Having missed that original production, I finally had a chance to catch up with this oddity while visiting Colorado.  The Denver Center for the Performing Arts has scheduled Xanadu for a six month run (!) in its cabaret room, the Garner Galleria Theatre.  Table service is available for drinks and snacks.  Let’s just agree that a relaxed environment coupled with a nice cocktail is probably the ideal way to see this musical.

While Xanadu the movie was a box office failure, the soundtrack was a huge commercial success with the song “Magic” topping the charts.  The plot is a mash up of the original movie and the mythological fantasy film Clash of the Titans.  Sonny is an artist who is dissatisfied with his sidewalk mural of the Greek Muses.  He decides to kill himself.  Clio, the youngest and perkiest Muse, convinces her sisters to travel to Venice Beach to inspire Sonny.  She uses roller skates, leg warmers and an Australian accent as catalysts for motivational coaching.  Sonny decides he can combine all the arts plus “something athletic” into one spectacular entertainment:  a roller disco.

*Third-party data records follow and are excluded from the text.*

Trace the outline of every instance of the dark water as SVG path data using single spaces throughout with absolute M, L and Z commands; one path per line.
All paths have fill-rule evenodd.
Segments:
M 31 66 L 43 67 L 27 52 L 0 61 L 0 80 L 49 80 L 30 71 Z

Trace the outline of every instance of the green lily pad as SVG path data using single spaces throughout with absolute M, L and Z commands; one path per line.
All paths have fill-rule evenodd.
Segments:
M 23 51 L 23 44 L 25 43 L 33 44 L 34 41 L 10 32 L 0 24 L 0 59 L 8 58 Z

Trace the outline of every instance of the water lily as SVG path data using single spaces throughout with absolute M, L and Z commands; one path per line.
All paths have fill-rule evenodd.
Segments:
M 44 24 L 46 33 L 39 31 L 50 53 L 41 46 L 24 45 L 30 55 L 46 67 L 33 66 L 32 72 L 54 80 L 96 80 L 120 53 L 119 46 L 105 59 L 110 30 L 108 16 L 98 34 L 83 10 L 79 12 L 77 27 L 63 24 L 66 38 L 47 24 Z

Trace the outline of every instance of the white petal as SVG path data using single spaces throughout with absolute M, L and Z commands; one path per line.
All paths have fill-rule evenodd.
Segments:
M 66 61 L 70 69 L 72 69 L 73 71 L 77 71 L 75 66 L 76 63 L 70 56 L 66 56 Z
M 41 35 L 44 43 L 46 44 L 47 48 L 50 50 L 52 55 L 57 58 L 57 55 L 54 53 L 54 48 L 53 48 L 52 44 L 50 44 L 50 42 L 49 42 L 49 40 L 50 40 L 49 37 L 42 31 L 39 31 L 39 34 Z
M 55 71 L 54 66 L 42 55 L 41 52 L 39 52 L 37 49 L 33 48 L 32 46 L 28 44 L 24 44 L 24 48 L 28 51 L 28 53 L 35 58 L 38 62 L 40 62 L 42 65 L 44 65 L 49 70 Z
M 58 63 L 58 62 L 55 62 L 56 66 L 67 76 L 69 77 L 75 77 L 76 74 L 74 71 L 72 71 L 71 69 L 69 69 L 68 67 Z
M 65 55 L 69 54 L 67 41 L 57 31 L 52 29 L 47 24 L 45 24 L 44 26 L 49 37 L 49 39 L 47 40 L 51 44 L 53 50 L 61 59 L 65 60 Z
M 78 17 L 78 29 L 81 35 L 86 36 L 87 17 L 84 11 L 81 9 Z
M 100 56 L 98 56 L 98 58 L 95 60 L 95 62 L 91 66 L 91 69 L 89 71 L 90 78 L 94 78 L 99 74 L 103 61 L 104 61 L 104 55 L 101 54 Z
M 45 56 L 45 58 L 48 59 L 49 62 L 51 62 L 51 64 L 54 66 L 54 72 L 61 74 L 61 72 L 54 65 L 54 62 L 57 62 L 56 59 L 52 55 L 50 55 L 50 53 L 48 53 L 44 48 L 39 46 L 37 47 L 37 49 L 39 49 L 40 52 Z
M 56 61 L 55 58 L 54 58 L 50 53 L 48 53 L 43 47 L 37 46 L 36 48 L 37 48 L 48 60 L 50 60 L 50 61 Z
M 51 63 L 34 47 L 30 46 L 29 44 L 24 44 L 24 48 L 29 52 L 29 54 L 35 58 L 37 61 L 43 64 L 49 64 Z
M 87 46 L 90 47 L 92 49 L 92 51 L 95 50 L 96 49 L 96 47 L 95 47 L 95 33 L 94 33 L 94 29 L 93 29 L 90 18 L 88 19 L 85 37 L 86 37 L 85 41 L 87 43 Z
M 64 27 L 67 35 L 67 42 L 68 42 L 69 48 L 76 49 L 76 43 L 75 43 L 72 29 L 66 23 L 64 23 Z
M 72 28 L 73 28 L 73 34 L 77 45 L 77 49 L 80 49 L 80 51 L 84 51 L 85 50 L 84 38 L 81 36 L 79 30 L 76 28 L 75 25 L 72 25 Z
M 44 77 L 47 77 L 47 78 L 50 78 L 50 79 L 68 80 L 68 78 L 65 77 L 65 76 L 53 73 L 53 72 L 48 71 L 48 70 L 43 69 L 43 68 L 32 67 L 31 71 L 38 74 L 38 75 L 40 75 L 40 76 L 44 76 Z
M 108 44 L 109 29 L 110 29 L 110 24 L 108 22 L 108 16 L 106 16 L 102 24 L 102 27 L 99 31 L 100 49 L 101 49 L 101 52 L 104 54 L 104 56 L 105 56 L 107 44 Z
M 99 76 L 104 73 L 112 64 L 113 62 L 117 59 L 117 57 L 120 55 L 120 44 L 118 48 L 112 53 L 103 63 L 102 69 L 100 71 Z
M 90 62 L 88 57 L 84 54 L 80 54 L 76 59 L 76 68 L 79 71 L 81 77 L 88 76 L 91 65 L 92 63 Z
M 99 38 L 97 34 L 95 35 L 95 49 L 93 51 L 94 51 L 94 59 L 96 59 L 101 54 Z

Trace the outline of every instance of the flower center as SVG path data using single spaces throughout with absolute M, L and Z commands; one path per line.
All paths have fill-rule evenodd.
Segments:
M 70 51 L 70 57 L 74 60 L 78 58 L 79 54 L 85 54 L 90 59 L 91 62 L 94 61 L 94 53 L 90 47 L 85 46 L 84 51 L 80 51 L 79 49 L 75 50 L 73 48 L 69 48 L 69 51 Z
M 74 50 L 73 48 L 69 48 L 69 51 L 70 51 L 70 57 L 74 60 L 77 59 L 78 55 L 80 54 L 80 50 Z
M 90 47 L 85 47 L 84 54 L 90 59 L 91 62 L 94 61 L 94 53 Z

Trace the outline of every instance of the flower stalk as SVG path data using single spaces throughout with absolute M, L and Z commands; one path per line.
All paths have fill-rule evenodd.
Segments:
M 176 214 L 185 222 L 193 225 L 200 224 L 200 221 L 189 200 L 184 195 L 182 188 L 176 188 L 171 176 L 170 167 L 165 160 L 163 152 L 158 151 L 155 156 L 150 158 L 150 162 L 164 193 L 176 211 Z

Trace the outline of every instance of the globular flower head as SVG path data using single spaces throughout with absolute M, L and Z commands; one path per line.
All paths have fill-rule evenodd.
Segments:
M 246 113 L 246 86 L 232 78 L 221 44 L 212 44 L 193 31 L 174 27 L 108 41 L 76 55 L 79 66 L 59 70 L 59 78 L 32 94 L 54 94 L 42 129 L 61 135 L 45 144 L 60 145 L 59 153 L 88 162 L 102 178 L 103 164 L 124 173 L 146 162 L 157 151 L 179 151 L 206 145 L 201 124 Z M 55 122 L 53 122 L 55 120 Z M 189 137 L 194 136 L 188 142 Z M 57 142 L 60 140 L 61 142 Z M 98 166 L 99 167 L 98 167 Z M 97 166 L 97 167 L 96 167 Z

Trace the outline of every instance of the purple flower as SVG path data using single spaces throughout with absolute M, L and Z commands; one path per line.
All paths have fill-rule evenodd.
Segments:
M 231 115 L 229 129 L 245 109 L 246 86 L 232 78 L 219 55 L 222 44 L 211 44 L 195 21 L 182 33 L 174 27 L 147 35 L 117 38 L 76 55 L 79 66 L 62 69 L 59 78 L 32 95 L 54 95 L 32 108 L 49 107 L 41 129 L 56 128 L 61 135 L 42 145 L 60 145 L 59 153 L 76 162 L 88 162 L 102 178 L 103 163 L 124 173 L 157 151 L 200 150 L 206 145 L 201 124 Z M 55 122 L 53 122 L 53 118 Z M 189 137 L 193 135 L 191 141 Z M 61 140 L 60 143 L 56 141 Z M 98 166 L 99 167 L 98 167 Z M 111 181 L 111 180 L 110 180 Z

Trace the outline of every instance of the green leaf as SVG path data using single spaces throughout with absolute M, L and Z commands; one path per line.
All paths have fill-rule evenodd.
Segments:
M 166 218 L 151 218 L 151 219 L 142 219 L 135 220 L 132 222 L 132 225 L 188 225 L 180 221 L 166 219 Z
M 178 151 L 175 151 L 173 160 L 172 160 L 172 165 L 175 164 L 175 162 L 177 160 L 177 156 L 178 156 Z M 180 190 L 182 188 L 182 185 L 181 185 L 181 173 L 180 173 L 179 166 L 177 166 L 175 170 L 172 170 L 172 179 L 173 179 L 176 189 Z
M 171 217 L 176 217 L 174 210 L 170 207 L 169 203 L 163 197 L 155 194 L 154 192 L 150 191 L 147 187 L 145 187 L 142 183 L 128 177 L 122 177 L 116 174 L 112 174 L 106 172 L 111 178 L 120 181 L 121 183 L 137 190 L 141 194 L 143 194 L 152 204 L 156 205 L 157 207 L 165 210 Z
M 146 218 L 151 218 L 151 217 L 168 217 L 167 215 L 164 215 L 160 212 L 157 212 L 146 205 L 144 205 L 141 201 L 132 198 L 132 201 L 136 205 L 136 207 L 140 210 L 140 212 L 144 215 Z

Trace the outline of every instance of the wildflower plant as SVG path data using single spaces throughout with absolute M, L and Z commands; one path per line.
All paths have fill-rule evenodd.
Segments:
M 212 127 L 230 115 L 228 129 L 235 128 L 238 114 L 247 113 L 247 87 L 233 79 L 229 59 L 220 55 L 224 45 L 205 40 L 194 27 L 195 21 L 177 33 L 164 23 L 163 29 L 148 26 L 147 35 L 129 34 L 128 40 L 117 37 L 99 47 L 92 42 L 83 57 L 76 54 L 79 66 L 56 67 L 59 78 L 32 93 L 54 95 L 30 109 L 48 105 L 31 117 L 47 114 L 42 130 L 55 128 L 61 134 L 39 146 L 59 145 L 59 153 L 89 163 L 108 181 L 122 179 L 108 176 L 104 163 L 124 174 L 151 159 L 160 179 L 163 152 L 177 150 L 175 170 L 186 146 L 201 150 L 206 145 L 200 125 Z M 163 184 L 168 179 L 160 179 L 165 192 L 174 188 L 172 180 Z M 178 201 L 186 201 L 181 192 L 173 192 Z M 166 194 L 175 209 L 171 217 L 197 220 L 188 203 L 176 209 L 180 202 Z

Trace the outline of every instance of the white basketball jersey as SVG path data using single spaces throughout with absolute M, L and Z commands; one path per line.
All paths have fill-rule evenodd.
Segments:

The show’s original six sisters have been trimmed down to three for this version but still include one male in drag.  The hunky Sonny wears short shorts and a tank top.  Jokes are squarely aimed at theater geeks:  “so grand, so earnest, so preposterous…. it’s like Andrew Lloyd Webber.”  In this jukebox of average tunes, “Whenever You’re Away From Me” was a performance standout.  Now it’s time to take your temperature.  Semi-interested or “hell no, we won’t go”?

This production has been directed and choreographed by Joel Farrell.  Xanadu needs to be breezy, efficient and silly to work.  Overall I would say the mission has been accomplished.  Lauren Shealy (Clio) and Marco Robinson (Sonny) had nice chemistry and solid roller skating skills.  It’s Ms. Shealy’s show to carry and she gave good goddess.  Aaron Vega also did a nice turn in multiple roles including theater owner Danny, Zeus and a Muse.

Early on during the performance I saw there was a fire alarm followed by a theater evacuation.  The poor art gallery next door was flooding from their overhead sprinklers.  After the fire department all clear, we returned to our seats (and our drinks).  Xanadu takes a while to showcase its minimal charms but most of this audience came back.  Did they desperately need to hear “Suddenly the wheels are in motion/And I, I’m ready to sail any ocean”?  Doubtful but it does have a catchy hook.

Is this lightweight concoction really a Broadway caliber musical?  Hard to say.  I can confidently state, however, that placing this campy ninety minute revue into a cabaret is exactly the format this show needs to continue to live on.  The oft-repeated ELO (Electric Light Orchestra) lyric from a song in Xanadu sums it up best:  “Oh, what a strange magic.”